Scheduled lightpath demand provisioning in fiber space division multiplexing optical networks

Abstract

Space division multiplexing (SDM) and spatial super-channel (Spa SCh) technology offer scalable solutions to meet the increasing capacity demands in optical networks. This study focuses on multi-fiber optical networks integrated with the innovative Spa SCh technology, which creates different granularities of Spa SChs by spatially combining the same spectrum across multiple fibers, known as fiber-SDM (FSDM). Most existing studies have concentrated on provisioning dynamic or static lightpath demands in FSDM networks. However, for several applications in real-world networks, scheduled lightpath demands—where setup and teardown times are pre-determined—are more common. To address this, we consider the provisioning of scheduled lightpath demands in FSDM networks and aim to solve the routing, fiber, spectrum, and time-slot assignment (RFSTA) problem for these demands. We propose two integer linear programming (ILP) models: one optimizing only the spectrum resource utilization (SRU) and the other jointly optimizing both SRU and capital expenditure (CAPEX).
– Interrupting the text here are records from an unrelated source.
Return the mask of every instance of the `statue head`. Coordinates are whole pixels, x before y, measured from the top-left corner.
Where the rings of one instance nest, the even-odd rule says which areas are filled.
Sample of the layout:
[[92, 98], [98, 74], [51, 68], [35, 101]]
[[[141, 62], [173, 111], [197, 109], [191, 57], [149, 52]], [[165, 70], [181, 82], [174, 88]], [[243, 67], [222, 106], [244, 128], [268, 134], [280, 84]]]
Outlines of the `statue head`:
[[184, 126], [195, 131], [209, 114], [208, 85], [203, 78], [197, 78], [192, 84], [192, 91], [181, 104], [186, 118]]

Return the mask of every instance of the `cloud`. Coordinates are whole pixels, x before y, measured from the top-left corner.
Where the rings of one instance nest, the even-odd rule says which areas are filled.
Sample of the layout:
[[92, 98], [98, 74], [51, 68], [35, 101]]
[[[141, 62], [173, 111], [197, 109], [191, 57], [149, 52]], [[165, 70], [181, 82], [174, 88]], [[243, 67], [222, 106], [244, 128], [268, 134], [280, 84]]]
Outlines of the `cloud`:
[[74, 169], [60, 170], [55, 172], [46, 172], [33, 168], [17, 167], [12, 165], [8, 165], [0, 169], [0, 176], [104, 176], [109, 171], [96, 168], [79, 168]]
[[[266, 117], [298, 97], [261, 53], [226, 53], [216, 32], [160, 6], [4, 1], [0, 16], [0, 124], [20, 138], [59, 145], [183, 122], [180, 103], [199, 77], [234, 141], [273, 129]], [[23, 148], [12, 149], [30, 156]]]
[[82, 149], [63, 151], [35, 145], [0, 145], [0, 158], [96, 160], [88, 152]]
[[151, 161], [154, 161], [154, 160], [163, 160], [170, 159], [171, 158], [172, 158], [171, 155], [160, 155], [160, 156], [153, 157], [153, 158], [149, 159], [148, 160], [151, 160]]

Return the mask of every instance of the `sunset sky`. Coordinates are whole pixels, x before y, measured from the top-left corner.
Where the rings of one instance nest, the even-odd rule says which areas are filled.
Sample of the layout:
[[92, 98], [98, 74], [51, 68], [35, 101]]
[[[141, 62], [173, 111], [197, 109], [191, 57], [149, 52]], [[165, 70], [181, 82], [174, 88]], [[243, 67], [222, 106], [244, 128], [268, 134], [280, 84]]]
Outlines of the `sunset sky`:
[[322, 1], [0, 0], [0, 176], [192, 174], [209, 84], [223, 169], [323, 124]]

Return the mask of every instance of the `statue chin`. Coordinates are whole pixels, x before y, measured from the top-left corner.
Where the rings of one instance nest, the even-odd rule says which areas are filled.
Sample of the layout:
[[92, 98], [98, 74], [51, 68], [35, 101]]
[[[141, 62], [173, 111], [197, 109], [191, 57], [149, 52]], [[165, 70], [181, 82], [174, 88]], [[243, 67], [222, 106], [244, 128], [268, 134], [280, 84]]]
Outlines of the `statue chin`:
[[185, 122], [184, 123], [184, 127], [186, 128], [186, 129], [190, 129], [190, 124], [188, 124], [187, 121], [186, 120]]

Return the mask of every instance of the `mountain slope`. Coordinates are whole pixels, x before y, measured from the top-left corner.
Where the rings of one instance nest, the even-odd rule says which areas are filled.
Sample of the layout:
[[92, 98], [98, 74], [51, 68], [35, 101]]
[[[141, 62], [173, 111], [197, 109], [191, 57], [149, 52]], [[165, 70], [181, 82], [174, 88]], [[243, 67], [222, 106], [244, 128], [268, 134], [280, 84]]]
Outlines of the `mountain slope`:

In addition, we develop several efficient heuristic algorithms for large-scale optical networks, based on the concepts of the spatial spectrum window (SSW), SSW plane, and time-slot window (TW). Furthermore, an evolutionary joint optimization strategy is introduced to explore optimal Spa SCh configurations, aiming to jointly optimize network SRU and CAPEX. Simulation results demonstrate that the proposed algorithms closely match the performance of ILP models in small networks. Among the heuristic approaches, the adaptive least-load algorithm performs best under an optimal Spa SCh configuration, which bundles half of the fibers to form link fiber bundles.